How should a Chinese Christian celebrate the Chinese New Year?
The question is relevant.
For Chinese, in China and in ethnic communities around the world, the lunar new year is the most important and most festive holiday of the year. Through centuries of China’s agrarian tradition, this was the one period when farmers could rest from their work in the fields. Family members from near and far would travel to be with loved ones in time to usher out the old year and welcome in the new, with great celebratory flourish.
With more than 3-4000 years history, the Chinese have been building on ancient customs of New Year celebrations. They vary from region to region, from village to village, and even from family to family. Some of these customs are steeped in mythology, astrology and superstition. The number of them can seem infinite, what the average Singaporean practises today is just the tip of a large and ancient iceberg.
But how should a Chinese Christian celebrate it?

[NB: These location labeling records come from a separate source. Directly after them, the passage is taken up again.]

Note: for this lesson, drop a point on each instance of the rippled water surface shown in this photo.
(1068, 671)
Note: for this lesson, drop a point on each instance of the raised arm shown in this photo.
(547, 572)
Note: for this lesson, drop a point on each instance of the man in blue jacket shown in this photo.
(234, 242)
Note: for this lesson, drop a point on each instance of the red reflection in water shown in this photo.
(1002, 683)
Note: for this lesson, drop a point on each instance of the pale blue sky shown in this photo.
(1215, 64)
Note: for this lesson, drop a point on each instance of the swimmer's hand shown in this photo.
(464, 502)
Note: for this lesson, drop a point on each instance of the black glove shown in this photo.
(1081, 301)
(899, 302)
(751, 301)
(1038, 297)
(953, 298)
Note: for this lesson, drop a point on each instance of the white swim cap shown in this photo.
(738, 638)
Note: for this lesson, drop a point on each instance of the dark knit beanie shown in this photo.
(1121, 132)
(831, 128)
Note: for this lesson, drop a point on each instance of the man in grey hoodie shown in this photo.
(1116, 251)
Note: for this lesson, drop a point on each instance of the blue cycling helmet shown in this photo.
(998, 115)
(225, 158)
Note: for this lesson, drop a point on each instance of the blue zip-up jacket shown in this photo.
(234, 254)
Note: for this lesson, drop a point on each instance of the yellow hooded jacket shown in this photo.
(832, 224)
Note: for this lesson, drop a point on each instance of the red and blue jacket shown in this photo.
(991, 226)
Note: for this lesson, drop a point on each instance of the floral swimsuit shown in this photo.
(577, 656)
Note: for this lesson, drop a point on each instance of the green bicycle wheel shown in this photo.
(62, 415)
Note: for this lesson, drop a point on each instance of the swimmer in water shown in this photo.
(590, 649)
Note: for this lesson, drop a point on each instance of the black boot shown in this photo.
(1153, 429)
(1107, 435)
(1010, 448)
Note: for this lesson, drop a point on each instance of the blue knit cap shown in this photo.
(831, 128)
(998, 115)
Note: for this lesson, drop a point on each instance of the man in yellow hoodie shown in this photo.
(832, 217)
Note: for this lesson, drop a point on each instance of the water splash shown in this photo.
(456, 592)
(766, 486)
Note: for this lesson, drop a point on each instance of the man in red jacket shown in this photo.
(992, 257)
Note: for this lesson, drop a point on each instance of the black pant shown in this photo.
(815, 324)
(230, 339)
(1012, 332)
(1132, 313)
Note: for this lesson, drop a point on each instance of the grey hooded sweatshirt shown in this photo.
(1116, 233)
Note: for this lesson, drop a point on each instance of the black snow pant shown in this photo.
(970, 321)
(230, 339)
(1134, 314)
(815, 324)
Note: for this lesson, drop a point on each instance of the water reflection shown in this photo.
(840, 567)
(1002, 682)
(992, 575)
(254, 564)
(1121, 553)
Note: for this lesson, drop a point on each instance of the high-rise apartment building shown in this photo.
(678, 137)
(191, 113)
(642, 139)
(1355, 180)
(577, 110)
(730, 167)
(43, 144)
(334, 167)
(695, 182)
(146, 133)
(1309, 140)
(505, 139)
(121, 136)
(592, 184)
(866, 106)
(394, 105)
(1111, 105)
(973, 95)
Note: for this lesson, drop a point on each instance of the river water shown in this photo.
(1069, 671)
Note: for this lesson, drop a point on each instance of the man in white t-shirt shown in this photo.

The guiding principle for this and indeed, all other Christian activities is: the Christian should keep in mind his or her “chief aim” in life, that is, the principle of glorifying God in all he or she does.
If the custom or practice you engage in is glorifying to God, then by all means, go ahead; if not, refrain tactfully.
The one key tradition that the Christian can participate in is of course the family reunion dinner. And associated with that the visits to family and relatives, the exchanging of oranges, ang pows, and greetings. These are all gestures of goodwill and love.
Those are activities we can engage in to show off the love of God especially when we accompany them with prayers for those you visit — prayers for them to live God-glorifying lives, if they are Christians; if they are not, then pray for their salvation.
May God help us all in this and all seasons of our lives to glorify Him.